Nebraska Frontier Physician: Robert Ramsay Livingston, M.D
Schleicher shares the story of Dr. Robert Ramsay Livingston of Plattsmouth, one of the outstanding pioneer figures in Nebraska medicine. Livingston began practicing medicine in Plattsmouth in 1859, captained the First Nebraska Volunteer Infantry during the Civil War, helped organize the Nebraska State Medical Society and was one of the first delegates from Nebraska to the American Medical Association. Among varied accomplishments, he served as Chief Surgeon of the Burlington Railroad in Nebraska, Mayor of Plattsmouth, and President of the Faculty of the Omaha Medical College. Schleicher can present the program as living history by portraying Dr. Livingston in period attire or as a lecture presentation.
Abraham Lincoln, America’s Greatest Political Orator
by Fred Nielsen
Public speaking was an essential part of Abraham Lincoln’s political career.
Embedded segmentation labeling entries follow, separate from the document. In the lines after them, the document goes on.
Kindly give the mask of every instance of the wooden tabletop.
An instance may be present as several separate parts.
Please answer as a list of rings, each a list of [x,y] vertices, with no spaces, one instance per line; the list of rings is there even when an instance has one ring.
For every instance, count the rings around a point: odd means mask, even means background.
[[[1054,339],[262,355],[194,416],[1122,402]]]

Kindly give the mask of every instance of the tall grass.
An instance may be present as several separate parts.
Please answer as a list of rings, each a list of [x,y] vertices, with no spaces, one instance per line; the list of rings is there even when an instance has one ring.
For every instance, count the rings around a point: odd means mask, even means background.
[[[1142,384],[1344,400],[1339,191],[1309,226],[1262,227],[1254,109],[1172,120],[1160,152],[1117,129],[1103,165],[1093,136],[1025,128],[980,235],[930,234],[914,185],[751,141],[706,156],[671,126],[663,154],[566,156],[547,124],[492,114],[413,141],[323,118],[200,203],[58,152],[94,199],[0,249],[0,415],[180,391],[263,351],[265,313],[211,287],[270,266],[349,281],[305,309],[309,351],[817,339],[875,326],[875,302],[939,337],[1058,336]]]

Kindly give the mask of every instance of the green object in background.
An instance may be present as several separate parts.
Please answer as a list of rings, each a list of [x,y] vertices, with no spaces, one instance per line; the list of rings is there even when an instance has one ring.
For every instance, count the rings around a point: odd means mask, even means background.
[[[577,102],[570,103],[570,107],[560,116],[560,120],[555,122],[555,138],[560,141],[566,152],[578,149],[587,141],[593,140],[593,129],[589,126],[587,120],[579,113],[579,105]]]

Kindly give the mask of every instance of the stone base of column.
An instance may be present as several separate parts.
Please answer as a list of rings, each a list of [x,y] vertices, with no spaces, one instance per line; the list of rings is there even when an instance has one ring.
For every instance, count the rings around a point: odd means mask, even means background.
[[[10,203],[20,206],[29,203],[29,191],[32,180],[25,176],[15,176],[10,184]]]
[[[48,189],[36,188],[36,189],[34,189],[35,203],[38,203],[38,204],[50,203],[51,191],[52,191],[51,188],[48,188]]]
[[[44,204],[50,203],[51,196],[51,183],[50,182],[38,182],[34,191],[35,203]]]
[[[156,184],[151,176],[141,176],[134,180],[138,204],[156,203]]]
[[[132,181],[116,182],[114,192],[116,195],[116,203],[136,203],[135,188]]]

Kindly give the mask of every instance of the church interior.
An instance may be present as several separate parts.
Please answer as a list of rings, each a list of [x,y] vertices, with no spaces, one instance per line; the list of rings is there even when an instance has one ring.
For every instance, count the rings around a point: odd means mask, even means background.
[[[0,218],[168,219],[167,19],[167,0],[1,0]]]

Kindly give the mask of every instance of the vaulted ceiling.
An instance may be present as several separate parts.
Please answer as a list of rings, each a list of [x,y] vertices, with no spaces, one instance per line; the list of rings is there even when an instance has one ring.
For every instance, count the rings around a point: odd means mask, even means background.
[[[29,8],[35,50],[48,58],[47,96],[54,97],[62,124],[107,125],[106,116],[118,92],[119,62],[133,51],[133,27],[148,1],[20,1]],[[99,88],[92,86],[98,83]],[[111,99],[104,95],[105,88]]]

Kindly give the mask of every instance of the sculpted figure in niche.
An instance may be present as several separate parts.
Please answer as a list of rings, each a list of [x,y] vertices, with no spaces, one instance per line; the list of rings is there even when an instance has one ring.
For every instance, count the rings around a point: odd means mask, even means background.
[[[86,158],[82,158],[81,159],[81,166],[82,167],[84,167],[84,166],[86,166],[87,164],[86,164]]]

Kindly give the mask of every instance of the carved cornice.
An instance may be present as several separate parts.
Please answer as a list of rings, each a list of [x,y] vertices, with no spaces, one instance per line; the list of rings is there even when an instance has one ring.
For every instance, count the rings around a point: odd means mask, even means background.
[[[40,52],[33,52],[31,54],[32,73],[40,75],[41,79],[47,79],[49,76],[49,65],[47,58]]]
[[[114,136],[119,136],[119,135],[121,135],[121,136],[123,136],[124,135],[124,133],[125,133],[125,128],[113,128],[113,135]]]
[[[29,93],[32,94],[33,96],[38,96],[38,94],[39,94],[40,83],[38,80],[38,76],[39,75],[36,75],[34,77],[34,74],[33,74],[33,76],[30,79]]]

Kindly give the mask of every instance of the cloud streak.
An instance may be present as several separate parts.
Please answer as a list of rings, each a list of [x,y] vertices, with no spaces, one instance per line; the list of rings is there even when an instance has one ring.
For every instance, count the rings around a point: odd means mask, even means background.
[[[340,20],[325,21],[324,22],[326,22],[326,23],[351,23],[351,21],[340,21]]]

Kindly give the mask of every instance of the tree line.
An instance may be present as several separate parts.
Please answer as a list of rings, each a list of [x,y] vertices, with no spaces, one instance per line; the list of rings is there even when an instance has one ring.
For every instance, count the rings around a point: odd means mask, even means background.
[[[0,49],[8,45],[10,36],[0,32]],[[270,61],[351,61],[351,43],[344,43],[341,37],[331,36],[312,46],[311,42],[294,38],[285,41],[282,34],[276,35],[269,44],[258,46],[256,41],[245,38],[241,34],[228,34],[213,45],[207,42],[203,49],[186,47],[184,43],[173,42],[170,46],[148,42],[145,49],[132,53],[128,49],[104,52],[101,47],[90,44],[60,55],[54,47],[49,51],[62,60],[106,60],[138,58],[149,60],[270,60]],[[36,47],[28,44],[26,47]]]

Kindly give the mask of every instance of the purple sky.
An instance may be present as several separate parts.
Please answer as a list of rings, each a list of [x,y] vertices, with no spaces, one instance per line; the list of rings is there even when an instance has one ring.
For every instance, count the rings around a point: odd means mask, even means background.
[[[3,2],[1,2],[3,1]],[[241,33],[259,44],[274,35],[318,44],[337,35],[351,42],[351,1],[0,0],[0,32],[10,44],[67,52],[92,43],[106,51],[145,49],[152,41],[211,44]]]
His debates with Stephen Douglas made him a national figure. His speeches as president — especially the Gettysburg Address and the Second Inaugural Address — helped shape Americans’ understanding of their country and chart a path toward reconciliation after the Civil War. Whether using humor, lawyer-like reason, or a Biblically-inspired prose that could verge on poetry, he was the nation’s most eloquent president.
Lincoln Lore and Legend
Abraham Lincoln rarely discussed his personal feelings or details of his early life; but in this presentation Spencer Davis sheds some light on Lincoln’s political controversies, as well as rail-splitting legends, the Ann Rutledge affair and other personal issues. A realistic perspective makes Lincoln’s achievements even more remarkable.
African-American Soldiers in the Civil War: Fighting on Two Fronts
This program presents the story of African-American soldiers in battle and their struggle for equal treatment in the Union army. Black troops in uniform were often transformed by the experience. The presentation describes how black troops faced discrimination within the Union Army as well as Confederate attacks. A growing number of these soldiers’ letters and articles have been discovered, and they form the basis for this presentation.
Abraham Lincoln: The Personal Side
Lincoln’s greatness as president resulted from a life of continual progress and transformation. The obstacles Lincoln faced and the characteristics he expressed are the subject of this presentation.